# Big milling machine



## jwmay (Feb 15, 2018)

https://columbiamo.craigslist.org/tls/d/cincinnati-vertical-milling/6485620428.html

500 dollar monster mill


----------



## Firestopper (Feb 15, 2018)

Holy cow! 
I used one back in 78 like that while working at a machine shop while still in HS. 
What a beast!


----------



## 4GSR (Feb 15, 2018)

Just think, that's only a No. 2 mill. Can you imagine what a No 5 or 6 twin screw mill is like to run?  And how big it is.


----------



## Tony Wells (Feb 15, 2018)

Gotta watch them crank handles when rapiding. Especially the one in front. They can hit in a couple of bad places. Or at best go flying off towards the most delicate thing in the shop. Spent many an hour on one of those. If that one runs and isn't clapped out that's a decent price, provided you can handle it, and you have a good floor. It's pretty heavy.


----------



## markba633csi (Feb 15, 2018)

Not a milling machine- it's a giant c-clamp!


----------



## FOMOGO (Feb 15, 2018)

That would be a real metal muncher. Had a chance to get one for free in Denver, but only a two day window, and had too much going on for a 500 miles round trip jaunt. Mike


----------



## toploader (Feb 15, 2018)

*sigh*. I would buy that right now if it wasn't half a country away


----------



## Dan_S (Feb 15, 2018)

4gsr said:


> Just think, that's only a No. 2 mill. Can you imagine what a No 5 or 6 twin screw mill is like to run?  And how big it is.



Yep, they are monsters. I saw a #3 in person once and thought it was big, but it's nothing compared to say this #6.
https://www.machinio.com/listings/6...g-machine-w-vert-head-in-elk-grove-village-il


----------



## benmychree (Feb 15, 2018)

4gsr said:


> Just think, that's only a No. 2 mill. Can you imagine what a No 5 or 6 twin screw mill is like to run?  And how big it is.

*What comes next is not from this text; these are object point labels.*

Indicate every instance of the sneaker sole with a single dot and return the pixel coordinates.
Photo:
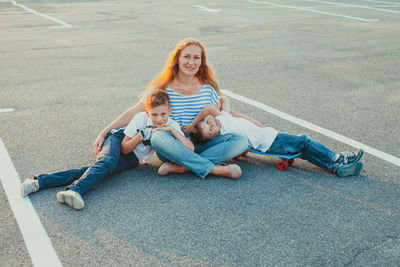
(70, 201)
(21, 191)
(352, 169)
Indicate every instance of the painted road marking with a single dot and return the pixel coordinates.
(311, 10)
(37, 242)
(355, 6)
(63, 24)
(15, 12)
(377, 153)
(215, 10)
(4, 110)
(383, 2)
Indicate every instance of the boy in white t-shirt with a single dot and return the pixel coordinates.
(268, 140)
(122, 150)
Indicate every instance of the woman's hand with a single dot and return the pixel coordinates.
(98, 143)
(188, 129)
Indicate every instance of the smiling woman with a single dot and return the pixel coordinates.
(191, 85)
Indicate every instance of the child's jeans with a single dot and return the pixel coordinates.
(109, 161)
(219, 149)
(311, 150)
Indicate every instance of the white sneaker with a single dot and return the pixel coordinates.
(71, 198)
(28, 186)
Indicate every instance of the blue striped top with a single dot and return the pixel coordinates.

You beat me to the punch; that is exactly what I was going to say!  In the shop I apprenticed in they had one, a horizontal #5 Cincinnati a generation older than the one pictured; you needed a step ladder to reach the table when it was on center with the spindle, I think the table was 9 feet long.


----------



## benmychree (Feb 15, 2018)

On the 2 Ml that I had, the hand wheels and vertical feed crank were automatically disengaged when the feed levers were engaged.


----------



## Tony Wells (Feb 16, 2018)

They do, but I've seen more than one that either had enough trash or the shaft was messed up enough that once the rapid got going, it would have enough friction to spin the wheels, which are supposed the be there instead of cranks, but are not always. But then, even the short handle sticking out of a wheel will give your shin a pretty good thump if you're in the way.


----------



## roadie33 (Feb 16, 2018)

That's only about 150 miles from me. 
How tall and heavy is that monster?
Wonder if it would fit thru the double doors to my basement shop?


----------



## toploader (Feb 16, 2018)

6 to 8 thousand would be my guess


----------



## roadie33 (Feb 17, 2018)

Called, it is already gone.


----------